Even with the crowd support, Triplett was unable to make the 8 seconds in his Round 1 matchup against Jasper, hitting the dirt in a gut-wrenching 7.98 seconds.
“Yeah, that was a heartbreaker,” he said. “But you know what? That’s what comes with our sport. It’s ups and downs, and that’s what separates the champions from just the average guys – the ones that bounce back from being defeated and come back trying to hit a home run still.
“So I just believe, if any of them young kids need some advice, when you buck off one, let it go and be ready to come back the next day and be determined to get a victory.”
That’s exactly what he did in Round 2, determined to make the 8 aboard Budakon.
“Normally he’s in the short round every week, and so I knew I had to step my game up and come with my hammer cocked, and that’s what I did,” he said. “That bull moves ahead a little bit, so you’ve got to ride him like a hard jumping kicker and get to the front or you’re going to get strung out behind on him. I just knew I had to have one of my best days and that’s what I needed to do to ride him.”

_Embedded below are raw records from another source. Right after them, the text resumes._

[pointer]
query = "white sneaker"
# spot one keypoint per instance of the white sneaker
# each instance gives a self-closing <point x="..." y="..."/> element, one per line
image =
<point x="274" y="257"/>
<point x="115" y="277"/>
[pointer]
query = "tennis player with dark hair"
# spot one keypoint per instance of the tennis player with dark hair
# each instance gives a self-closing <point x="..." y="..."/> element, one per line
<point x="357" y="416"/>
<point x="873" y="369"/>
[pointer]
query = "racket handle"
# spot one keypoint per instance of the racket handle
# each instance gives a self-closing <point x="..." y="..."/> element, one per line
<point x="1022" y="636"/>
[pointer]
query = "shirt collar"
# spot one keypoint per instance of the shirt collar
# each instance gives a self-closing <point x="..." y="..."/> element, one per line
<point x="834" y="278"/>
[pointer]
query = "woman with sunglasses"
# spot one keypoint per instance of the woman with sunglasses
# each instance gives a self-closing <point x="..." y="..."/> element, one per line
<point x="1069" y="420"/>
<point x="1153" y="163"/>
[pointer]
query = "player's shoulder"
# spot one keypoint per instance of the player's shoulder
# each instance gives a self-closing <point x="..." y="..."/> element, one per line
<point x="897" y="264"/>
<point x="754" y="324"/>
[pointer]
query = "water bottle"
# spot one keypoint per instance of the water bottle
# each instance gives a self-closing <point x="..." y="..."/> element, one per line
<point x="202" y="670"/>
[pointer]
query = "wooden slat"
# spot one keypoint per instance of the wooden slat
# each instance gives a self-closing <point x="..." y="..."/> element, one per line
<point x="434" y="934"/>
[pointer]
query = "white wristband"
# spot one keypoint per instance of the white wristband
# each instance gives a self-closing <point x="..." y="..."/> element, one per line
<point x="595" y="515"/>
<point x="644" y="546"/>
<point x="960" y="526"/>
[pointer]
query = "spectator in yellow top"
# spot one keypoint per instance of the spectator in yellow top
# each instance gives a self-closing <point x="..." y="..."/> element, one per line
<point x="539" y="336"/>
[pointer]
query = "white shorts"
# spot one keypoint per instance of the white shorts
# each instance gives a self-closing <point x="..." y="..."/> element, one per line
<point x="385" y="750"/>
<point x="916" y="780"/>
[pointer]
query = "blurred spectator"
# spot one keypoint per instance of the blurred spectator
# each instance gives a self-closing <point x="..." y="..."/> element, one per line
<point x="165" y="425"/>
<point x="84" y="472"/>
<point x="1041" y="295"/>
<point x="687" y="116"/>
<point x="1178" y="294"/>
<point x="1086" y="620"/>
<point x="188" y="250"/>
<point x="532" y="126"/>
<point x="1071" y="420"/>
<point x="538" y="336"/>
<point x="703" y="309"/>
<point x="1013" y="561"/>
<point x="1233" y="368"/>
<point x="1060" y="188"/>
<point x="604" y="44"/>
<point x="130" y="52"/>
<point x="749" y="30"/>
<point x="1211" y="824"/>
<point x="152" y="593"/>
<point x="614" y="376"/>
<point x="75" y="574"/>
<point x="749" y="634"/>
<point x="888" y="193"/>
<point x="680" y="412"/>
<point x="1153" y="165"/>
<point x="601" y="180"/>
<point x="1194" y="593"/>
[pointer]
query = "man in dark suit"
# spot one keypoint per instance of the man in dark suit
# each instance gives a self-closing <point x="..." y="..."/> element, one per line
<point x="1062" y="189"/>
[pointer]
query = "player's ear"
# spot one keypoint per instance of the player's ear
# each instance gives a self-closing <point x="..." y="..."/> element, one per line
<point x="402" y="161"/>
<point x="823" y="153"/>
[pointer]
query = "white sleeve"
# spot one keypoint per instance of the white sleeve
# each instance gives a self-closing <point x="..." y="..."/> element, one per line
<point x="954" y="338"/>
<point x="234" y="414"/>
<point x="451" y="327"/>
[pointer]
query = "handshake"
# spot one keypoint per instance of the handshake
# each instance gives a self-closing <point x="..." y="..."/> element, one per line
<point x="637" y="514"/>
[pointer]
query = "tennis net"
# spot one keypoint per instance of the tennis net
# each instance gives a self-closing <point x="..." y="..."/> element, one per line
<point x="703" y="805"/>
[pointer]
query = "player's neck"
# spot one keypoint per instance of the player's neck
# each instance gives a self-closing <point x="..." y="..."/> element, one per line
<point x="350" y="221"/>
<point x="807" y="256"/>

Triplett has a rematch against Swayze for Round 3. He rode Swayze for 87.75 points in Tacoma, Washington, on March 30.
Fans can watch the conclusion of the Billings Invitational on CBS Sports Network (4 p.m. ET) and on RidePass (3:45 p.m. ET).
Despite his love for his hometown crowd, Triplett knows he can’t let it get into his head too much.
Whether in Sioux Falls, Billings or New York, he’s gunning for a buckle every single weekend.
“It don’t make a difference if you come to your hometown or you go to a place where no one knows you. You’ve got to do the same thing,” he said. “You’ve got to come here knowing that you’re going to win, and if you don’t know that you’re going to win you might as well stay home. Because you’re going against guys rosining their ropes next to you that are just as good as you are, so you’ve got to have that mentality that you’re going to win.”